True Murders

When Lin had imagined a murderer’s mistress, she had pictured leopard print and spandex, glittering baubles and high heels. She would never have pictured Eliza Hanson as she was now: kitted out in a soft pink cardigan, a puffy matching headband holding back her sleek, graying bob, serving drinks with almost hostess-y air.

She was leagues and away different from the woman who had graced the front of the local newspaper fifteen years ago, when her lover, Bill, was arrested for the murder of his wife, grade school teacher Mrs. Rachel Halsey.

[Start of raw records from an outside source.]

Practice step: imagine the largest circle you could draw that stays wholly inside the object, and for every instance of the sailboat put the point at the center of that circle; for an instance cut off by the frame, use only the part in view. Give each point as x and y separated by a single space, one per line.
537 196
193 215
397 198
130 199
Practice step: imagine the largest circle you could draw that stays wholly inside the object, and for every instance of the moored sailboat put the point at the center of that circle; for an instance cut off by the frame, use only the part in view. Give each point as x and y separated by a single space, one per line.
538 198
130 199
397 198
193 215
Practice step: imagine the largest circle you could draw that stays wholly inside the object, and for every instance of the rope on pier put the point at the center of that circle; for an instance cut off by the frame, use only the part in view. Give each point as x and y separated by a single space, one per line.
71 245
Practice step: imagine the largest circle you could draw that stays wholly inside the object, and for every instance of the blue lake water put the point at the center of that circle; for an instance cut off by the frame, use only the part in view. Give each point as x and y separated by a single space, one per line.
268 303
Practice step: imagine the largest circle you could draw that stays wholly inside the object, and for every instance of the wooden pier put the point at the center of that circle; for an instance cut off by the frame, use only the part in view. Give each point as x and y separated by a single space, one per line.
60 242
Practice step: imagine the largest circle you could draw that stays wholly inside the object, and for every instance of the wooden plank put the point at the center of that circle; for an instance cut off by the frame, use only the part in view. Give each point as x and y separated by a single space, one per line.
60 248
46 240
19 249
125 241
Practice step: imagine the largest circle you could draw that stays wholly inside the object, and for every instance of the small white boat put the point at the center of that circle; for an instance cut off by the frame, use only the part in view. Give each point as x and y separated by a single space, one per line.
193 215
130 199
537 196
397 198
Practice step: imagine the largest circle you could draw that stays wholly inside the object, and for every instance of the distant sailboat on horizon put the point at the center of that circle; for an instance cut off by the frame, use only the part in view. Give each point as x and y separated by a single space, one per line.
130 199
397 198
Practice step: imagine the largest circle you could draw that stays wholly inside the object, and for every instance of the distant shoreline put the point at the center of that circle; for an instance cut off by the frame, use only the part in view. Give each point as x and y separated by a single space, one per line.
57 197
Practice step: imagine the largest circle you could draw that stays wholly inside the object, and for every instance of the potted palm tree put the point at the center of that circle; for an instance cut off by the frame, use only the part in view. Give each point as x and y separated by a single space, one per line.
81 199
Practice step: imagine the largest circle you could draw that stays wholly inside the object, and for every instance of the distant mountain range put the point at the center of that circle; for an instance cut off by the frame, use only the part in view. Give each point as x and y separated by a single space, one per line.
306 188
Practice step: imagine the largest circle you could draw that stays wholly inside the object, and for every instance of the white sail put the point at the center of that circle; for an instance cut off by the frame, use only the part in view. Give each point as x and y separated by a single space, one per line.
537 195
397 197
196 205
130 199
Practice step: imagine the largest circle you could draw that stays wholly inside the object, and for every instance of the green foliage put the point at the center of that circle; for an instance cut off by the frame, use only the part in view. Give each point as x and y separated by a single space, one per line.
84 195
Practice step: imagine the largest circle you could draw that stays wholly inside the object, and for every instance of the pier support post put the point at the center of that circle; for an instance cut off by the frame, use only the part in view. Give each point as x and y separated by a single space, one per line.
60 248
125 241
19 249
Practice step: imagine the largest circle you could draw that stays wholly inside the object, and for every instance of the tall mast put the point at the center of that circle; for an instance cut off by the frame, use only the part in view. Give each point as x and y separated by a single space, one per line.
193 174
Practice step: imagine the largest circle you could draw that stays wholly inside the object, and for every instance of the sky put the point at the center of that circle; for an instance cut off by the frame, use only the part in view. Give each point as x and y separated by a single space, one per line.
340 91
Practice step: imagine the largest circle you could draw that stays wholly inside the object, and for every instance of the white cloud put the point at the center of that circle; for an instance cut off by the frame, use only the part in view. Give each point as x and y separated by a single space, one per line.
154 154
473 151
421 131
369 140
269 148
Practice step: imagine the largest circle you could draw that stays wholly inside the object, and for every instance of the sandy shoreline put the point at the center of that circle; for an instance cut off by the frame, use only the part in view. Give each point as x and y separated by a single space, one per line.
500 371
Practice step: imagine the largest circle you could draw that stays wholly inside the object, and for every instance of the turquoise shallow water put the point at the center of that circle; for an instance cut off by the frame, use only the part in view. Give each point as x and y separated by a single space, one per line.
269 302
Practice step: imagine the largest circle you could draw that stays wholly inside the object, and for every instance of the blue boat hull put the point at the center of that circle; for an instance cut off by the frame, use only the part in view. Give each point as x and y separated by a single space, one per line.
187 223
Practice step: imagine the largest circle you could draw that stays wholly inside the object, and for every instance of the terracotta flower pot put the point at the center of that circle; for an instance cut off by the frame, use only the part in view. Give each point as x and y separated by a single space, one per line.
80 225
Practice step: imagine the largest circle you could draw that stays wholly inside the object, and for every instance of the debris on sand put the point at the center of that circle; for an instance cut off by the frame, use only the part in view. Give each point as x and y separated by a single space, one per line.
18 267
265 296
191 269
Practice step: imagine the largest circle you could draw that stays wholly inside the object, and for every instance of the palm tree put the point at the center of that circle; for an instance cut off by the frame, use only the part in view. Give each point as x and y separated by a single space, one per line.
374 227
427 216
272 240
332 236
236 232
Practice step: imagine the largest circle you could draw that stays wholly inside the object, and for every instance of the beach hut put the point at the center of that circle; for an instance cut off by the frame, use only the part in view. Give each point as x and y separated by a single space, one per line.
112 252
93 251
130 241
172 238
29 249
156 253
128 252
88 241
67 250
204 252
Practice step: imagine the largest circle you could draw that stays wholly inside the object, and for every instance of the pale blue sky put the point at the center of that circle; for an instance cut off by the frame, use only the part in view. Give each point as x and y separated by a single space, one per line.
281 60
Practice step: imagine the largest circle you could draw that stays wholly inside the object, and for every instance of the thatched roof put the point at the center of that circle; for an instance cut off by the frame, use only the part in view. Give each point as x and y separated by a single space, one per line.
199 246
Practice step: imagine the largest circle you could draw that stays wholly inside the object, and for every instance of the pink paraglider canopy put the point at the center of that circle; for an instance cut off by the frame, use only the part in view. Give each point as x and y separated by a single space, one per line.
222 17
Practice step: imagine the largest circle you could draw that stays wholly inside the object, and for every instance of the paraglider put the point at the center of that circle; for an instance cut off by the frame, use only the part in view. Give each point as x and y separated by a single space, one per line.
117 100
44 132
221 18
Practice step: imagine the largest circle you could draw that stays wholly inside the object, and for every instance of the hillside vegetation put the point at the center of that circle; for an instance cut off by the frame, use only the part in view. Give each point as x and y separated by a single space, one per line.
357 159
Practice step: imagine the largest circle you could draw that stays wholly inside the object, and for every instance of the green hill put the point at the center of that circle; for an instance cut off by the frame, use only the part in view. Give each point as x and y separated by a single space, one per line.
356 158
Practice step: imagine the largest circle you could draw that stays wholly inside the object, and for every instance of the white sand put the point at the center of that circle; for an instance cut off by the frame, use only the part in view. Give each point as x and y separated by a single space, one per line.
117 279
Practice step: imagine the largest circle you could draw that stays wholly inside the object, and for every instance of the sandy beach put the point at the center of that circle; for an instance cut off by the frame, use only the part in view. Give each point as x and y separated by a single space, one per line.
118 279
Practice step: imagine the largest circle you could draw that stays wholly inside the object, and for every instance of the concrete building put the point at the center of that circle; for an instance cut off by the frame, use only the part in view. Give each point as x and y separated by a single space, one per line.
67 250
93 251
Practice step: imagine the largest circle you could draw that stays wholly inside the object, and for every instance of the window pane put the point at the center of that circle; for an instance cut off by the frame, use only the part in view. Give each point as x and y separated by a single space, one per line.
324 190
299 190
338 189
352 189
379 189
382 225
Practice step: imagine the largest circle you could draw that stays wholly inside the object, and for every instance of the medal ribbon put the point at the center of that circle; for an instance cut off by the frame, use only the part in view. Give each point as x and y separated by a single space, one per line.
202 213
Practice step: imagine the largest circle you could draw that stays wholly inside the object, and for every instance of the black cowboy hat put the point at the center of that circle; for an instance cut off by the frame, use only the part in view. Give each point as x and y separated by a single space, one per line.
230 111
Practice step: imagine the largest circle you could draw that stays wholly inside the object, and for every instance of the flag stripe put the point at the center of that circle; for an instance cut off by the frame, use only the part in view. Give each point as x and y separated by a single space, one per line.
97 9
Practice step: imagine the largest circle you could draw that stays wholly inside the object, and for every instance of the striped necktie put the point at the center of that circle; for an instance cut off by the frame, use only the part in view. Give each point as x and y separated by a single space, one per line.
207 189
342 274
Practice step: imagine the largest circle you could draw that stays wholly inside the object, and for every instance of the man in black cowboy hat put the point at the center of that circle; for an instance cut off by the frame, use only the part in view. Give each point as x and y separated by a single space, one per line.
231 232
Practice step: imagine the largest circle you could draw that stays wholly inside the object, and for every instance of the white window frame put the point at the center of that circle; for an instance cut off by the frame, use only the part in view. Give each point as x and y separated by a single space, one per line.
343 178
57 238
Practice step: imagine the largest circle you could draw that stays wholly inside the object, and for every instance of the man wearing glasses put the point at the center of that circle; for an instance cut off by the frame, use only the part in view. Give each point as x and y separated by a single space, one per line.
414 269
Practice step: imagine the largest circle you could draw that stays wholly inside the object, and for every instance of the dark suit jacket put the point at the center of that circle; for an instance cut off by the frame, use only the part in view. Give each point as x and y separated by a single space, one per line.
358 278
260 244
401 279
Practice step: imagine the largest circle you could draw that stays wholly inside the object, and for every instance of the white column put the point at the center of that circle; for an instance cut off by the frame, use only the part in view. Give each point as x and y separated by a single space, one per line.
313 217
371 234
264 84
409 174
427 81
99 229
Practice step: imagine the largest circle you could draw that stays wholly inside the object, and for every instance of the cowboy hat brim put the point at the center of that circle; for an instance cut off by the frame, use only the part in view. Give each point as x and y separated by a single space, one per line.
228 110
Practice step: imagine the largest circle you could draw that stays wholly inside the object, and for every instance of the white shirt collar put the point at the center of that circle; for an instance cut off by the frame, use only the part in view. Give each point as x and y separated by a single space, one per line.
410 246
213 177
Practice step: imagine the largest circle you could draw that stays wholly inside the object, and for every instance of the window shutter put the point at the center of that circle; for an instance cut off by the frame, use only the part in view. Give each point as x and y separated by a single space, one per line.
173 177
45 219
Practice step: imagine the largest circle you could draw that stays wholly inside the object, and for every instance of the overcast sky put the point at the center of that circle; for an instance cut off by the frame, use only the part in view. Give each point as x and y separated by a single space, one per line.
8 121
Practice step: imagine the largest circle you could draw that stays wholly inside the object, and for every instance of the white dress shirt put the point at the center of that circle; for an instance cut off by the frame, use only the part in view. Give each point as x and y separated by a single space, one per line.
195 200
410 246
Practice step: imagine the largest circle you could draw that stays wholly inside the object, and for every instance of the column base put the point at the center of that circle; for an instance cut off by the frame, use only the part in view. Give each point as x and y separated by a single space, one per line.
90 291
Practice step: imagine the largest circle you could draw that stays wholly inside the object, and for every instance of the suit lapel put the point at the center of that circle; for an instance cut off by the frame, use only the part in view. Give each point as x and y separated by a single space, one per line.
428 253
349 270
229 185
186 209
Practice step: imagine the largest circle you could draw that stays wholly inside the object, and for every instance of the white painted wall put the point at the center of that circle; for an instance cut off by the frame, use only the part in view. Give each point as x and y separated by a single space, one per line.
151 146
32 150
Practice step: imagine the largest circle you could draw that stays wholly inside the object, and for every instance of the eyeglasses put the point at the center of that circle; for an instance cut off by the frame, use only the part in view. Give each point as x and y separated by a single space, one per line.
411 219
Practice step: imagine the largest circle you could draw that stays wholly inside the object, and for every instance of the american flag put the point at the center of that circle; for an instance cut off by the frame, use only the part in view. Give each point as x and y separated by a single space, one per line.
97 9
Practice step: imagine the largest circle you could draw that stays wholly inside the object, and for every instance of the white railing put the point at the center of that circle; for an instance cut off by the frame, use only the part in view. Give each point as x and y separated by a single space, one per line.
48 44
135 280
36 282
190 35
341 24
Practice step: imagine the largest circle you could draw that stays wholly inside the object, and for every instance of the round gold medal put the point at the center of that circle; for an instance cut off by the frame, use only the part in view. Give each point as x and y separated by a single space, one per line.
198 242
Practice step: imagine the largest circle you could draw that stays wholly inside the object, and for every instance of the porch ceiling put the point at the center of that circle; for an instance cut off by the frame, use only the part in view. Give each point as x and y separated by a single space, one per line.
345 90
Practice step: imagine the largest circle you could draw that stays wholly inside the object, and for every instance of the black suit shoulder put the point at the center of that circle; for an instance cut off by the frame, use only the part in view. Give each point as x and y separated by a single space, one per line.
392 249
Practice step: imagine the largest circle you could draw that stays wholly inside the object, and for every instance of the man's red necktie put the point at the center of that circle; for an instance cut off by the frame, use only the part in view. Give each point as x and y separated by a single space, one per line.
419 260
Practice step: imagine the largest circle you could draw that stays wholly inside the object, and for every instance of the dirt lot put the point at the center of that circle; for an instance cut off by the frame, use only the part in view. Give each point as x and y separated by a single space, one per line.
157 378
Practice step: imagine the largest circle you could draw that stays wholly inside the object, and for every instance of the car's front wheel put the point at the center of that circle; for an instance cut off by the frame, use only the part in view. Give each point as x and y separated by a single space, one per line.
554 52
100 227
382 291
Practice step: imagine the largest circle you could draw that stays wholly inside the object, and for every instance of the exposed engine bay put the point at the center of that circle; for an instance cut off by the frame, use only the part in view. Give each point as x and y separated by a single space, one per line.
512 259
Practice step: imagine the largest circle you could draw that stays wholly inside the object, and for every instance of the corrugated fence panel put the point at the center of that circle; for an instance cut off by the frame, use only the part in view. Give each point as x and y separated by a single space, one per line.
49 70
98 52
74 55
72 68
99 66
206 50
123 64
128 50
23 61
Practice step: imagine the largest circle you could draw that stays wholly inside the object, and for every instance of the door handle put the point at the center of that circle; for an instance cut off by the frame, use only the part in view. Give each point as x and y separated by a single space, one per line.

Lin wondered if perhaps Eliza Hanson had toned down the big hair and flair because she felt guilty. Because she had been the cause, at least indirectly, of Mrs. Halsey’s death. Or perhaps she had just grown up. Either way, Lin put her glass down on the bar and jotted these details down in her Moleskine, trying not to draw too much attention to herself — which was actually pretty easy to do considering there was a football game on the flat screen behind the bar, and all the broken-down, end-of-the-weekend working men were busy watching the carnage unfold as they drained their tall cans.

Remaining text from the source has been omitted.